I am struggling with an array formula, that logically seems sound, however it doesn't appear to be working correctly. I have been working on a complex sheet, that is not to include VBA, which has made it formula heavy, and using arrays instead.
In the image below, the first part is the problem, for the data shown in columns A-F, I wish to get a sum of the values that match the values in I1:K1.
The formula I have used to begin with can be seen in the first image also, this evaluates, pressing F9, to give me the desired output 20,40 & 50. However when I add the SUM around the formula, I only get the first result out.
I think this is an issue with me not seeing the wood for the trees on this one.
Thanks in advance.
This array formula seems to work:
=SUM((IFERROR(MATCH(A1:F1,I1:K1,0),0)>0)*A2:F2)
There are probably multiple better formulas to achieve the same thing.
But to talk about why this fails:
It is because of the OFFSET function returns a reference rather than a value. And so used in this array formula it returns an array of references {B2,D2,E2} instead of an array of values {20,40,50} which leads to the problem.
If you are using:
=SUMPRODUCT(OFFSET(A2,0,MATCH($I$1:$K$1,$A$1:$F$1,0)-1))
then using Evaluate Formula, you will get:
SUMPRODUCT({#VALUE,#VALUE,#VALUE})
in next to last step and 0 as the result. So the OFFSET leads to error values because of it returns an array of references which will not be dereferenced automatically and so will become #VALUE error each.
If you are using
=SUMPRODUCT(N(OFFSET(A2,0,MATCH($I$1:$K$1,$A$1:$F$1,0)-1)))
then it works and returns 110. So the N dereferences the references of each OFFSET and so the whole formula leads to an array of values {20,40,50} in sum.

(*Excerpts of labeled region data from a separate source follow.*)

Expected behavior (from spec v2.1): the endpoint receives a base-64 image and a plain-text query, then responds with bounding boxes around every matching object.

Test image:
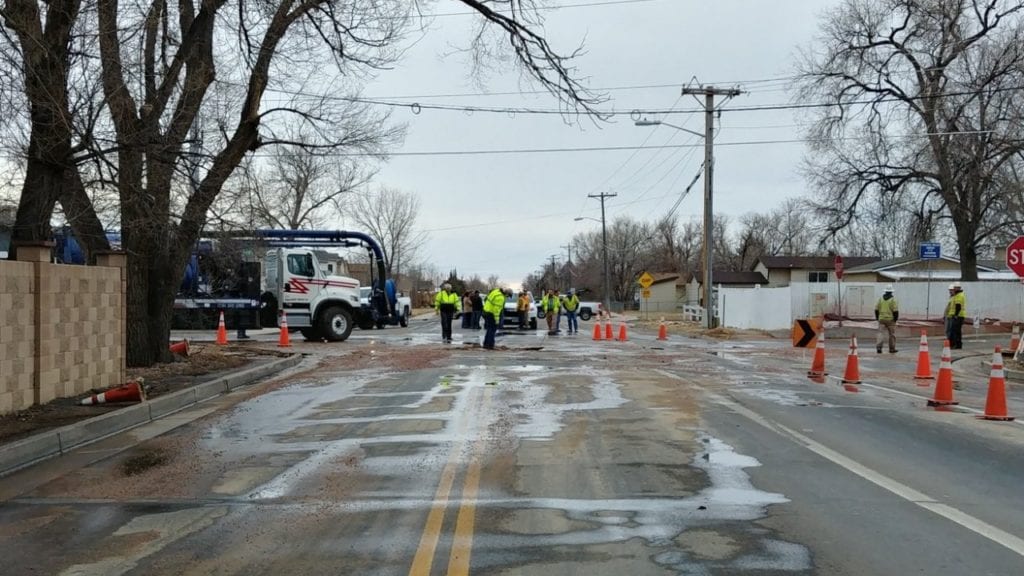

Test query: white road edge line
[656,370,1024,557]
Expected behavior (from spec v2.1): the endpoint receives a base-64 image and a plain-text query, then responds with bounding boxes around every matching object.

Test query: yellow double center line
[409,388,490,576]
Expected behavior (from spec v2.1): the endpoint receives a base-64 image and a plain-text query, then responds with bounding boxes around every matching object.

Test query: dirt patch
[0,345,288,444]
[121,448,170,476]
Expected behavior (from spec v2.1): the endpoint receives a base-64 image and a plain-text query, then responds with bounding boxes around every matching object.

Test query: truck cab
[263,248,359,342]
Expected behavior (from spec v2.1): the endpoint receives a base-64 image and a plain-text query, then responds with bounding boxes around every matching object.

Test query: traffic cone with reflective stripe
[807,333,828,378]
[913,330,932,386]
[217,311,227,346]
[278,311,292,348]
[79,381,145,406]
[843,336,860,384]
[981,342,1016,420]
[928,340,958,406]
[171,340,188,357]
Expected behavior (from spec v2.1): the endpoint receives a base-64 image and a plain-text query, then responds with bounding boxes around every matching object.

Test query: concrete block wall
[0,260,36,414]
[0,246,126,413]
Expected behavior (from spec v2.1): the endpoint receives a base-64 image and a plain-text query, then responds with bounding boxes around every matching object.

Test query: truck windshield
[288,254,316,278]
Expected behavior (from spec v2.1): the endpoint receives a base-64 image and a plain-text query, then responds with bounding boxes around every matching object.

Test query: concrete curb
[0,354,302,477]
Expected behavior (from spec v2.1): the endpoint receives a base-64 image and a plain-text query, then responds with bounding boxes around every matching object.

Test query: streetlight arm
[633,120,705,138]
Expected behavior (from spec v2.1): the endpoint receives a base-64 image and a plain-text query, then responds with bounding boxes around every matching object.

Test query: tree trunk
[10,155,63,259]
[60,168,111,264]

{=SUM(N(OFFSET(A2,0,MATCH($I$1:$K$1,$A$1:$F$1,0)-1)))}
works too.
These problems occur using funktions like OFFSET and INDIRECT, which returns references rather than values, in array formulas. And having a dereferencing function around the OFFSET or INDIRECT stops the problems.
It is the same with:
=SUMPRODUCT(INDIRECT("R2C"&MATCH(I1:K1,A1:F1,0),FALSE))
versus
=SUMPRODUCT(N(INDIRECT("R2C"&MATCH(I1:K1,A1:F1,0),FALSE)))
Related
I have been trying to use =row(indirect("0-5000")) to work like I have read on all literature I could find and yet I keep getting the #REF error, which occurs when it processes the indirect(string) part of the formula. Is there a setting somewhere that is making my function to act improperly?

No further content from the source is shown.